コマ その後
コマからの製糸の時間はあくまでフィクションです。
1布は1反と同じくらいと思って下さい。
「さーてと、せっかくシンが作ってくれたのだから今日はいつも以上に頑張るわよ。」
ティナは昨夜の感動が忘れられないのか朝からとても張り切っていた。
昨日の夜だけでも凄く早くできたのだから今日の分がどれだけ早く終わるかとても楽しみだった。
コロコロとコマは回っていく。
いつもは慎重にゆっくりと伸ばしていた糸があっという間にできていく。
糸作りは村ではとても大事な仕事の1つだ。
ウーリー村の布は他の所では真似する事が出来ない色合いを出すことで有名だからだ。
祝い事の席では必ず出てくると言われるほどに取引量も多く。
他国でもウーリー布は別格の地位にある。
昼前には今日の分の糸が出来たので早速シンディの所へ持って行くことにした。
「シンディ。いるかしら?」
「ティナどうしたの?この時間ならまだ糸を作っている時間でしょ?」
シンディは何かあったのかと慌てて出てきた。
ティナは昨日の夜の事をシンディに話した。
「シンが作ってきた、コマ?だったかしら。それを使うといつもの半分の時間で糸が作れるようになったのよ。だから、早く持ってきたのよ。」
ティナはシンディに笑顔で答え作ってきた糸を手渡した。
「時間があるなら布作りを手伝ってくれないかしら?今回は祝い事が重なってるみたいで量が多いのよ。」
「良いわよ。ちょうど他の家にも教えようと思ってた所だから。」
ティナは快諾して布作りを手伝う事にした。
布作りもとても根気がいる作業だ。
1布を作るのにとても時間がかかる。
布を作った後に色を入れないといけないからだ。
シンディの家は代々ウーリー布を作る家。
家族揃って布を作っている。
「でも、シンは凄いわね。糸作りを半分の時間にするなんて」
シンディは感心した顔をしながらこっちをみた。
「私も凄く驚いたのよ。何がどうなってるのやら私にはさっぱりわからないけどね」
ティナも同意しながらも困った笑みを浮かべた。
夕方まで作業が続き村の女衆がシンディの家に集まって来た。
「みんな、シンが早く糸を作る事ができるものを作ったのよ。もし、欲しい人はロジーさんの所にいったら作ってもらえるみたいだから行ってみて。」
コマを見せてながらその場で糸を作っていくティナ。
村の女衆はみんな驚いた。
本当に早くそして簡単に作っていくからだ。
これは手に入れないととみんな一様にロジーの店へ向かっていく。
「ティナ。今日はありがとう。おかげで明日の分まで作る事ができたわ。」
「それは良かった。 そういえばシンが時間ができたら何がしたいって聞いてきたから布が作りたいって言ったのよ。もしかしたら布も早く作れる様になる道具を思いつくかも。」
「ぜひそうなって欲しいわね」
ティナとシンディは顔を見合わせて笑った。
その頃ロジーの店では。
「ロジーさんコマを作って下さい。」
「なんじゃみんなで一気に来おって。コマ?とは何の事じゃ?」
「ティナからロジーさんの所に行けばコマを作ってくれるって」
「……昨日の夜にシン坊が作っとったものか。」
ロジーは昨日の夜にシンが作っていた道具を思い出した。
あれならばワシでも作れるが本当によいのかのと思いながら。
「作るのは良いが、あれはシンが作った物ぞ。かってに作って良いものかどうかワシにはわからん。急に来られても作れんぞ。シン坊には聞いてみるから明日来てくれ。」
女衆は期待して来たのに明日までお預けになってしまい残念そうだがロジーさんも明日には作ってくれるといってるし明日まで我慢とその場は薪を買って帰っていった。

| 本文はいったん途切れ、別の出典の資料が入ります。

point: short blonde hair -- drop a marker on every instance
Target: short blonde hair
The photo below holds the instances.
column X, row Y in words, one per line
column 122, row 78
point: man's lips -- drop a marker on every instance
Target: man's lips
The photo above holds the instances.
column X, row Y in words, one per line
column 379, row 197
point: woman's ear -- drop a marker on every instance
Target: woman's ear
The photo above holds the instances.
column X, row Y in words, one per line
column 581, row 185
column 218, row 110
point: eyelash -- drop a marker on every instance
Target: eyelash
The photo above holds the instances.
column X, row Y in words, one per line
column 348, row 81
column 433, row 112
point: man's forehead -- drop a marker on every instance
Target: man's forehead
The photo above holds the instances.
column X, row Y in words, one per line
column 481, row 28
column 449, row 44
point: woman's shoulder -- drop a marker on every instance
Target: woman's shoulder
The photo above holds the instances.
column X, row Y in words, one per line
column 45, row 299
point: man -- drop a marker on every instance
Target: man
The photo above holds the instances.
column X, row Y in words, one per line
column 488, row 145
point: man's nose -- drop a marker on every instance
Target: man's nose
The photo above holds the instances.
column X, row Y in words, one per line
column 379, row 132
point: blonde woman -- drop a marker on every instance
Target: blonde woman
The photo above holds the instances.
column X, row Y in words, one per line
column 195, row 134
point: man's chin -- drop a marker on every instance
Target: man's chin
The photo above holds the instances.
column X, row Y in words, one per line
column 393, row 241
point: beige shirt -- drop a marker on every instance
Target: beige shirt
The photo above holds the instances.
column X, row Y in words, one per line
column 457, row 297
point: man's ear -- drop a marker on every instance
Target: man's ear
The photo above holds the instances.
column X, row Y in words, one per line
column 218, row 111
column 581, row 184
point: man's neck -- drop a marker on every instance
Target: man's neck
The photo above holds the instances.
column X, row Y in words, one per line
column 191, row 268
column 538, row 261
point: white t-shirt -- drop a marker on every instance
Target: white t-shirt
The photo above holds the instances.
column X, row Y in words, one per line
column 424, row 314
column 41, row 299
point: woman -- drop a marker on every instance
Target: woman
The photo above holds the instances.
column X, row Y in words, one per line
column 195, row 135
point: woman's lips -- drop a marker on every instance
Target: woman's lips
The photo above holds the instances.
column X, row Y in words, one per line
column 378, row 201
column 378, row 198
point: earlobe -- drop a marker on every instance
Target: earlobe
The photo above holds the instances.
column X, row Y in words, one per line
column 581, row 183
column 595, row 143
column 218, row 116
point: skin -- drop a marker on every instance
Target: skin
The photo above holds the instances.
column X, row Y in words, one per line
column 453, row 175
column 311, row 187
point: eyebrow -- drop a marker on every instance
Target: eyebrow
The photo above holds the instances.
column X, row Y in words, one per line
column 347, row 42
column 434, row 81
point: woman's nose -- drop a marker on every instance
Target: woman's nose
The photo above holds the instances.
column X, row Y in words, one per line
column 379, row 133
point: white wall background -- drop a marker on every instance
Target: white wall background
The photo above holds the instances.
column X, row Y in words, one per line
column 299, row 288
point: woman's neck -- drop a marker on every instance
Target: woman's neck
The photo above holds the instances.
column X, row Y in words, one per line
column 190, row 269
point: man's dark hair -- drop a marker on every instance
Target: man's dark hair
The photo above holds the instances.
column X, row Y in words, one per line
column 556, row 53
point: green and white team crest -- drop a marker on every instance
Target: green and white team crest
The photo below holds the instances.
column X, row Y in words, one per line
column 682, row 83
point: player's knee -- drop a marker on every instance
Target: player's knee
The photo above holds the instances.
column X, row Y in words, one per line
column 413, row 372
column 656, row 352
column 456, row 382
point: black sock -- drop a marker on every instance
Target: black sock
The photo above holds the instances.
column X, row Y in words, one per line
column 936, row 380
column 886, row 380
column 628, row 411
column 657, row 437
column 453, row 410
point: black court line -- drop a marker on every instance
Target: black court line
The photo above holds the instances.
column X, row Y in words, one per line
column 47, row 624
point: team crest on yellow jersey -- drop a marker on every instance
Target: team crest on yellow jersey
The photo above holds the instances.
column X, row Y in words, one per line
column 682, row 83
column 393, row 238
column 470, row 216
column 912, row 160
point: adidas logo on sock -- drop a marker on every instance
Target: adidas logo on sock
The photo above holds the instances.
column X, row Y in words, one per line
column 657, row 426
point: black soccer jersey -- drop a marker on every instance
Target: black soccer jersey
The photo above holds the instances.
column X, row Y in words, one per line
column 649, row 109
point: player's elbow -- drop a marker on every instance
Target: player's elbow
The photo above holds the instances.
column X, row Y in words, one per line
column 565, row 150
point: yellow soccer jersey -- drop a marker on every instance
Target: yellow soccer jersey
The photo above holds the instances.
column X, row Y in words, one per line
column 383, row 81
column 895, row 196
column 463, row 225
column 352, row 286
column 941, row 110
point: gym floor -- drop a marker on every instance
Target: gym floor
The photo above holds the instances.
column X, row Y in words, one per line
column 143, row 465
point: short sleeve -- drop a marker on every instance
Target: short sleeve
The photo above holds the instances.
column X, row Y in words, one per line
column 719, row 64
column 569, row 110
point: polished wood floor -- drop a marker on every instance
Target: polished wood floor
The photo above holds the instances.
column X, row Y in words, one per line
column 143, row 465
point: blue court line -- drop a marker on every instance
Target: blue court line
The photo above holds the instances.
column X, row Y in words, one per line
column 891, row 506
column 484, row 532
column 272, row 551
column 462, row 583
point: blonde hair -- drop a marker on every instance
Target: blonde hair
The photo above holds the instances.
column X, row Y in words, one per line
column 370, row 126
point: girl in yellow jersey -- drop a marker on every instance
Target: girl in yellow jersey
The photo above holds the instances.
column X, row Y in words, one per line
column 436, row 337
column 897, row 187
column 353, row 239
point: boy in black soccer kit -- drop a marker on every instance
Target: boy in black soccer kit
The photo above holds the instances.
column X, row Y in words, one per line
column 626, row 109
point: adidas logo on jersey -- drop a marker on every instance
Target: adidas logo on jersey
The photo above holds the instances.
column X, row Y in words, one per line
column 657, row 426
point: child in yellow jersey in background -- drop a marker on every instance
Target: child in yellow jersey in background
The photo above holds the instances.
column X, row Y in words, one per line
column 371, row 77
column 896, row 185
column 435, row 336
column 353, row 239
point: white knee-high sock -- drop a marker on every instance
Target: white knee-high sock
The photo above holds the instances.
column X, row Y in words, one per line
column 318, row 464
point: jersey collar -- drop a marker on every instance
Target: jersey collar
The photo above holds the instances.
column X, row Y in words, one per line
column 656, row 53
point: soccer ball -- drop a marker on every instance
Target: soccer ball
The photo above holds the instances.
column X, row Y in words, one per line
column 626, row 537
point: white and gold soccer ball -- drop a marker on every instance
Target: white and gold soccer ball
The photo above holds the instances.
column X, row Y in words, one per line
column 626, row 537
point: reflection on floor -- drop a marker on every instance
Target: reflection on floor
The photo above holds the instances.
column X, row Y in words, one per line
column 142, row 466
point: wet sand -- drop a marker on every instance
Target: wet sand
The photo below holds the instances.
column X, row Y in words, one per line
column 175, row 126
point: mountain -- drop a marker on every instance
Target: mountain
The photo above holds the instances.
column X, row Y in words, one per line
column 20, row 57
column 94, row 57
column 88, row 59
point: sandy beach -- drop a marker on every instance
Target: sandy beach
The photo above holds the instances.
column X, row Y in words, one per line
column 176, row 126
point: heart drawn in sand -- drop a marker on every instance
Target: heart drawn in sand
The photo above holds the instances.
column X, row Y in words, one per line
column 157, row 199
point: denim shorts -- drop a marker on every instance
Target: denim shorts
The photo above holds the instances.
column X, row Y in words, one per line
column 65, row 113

ロジーは今日は徹夜かのうと思いながらもシンを探さないと明日はえらい事になってしまうと思い
足早にシンを探しに出かけた。
翌日、シンから同意を得たロジーはコマを必死に作り女衆の怒りを買わなかったそうだが久しぶりの大仕事に「今度からは先に言え」とシンを怒っていたそうだ。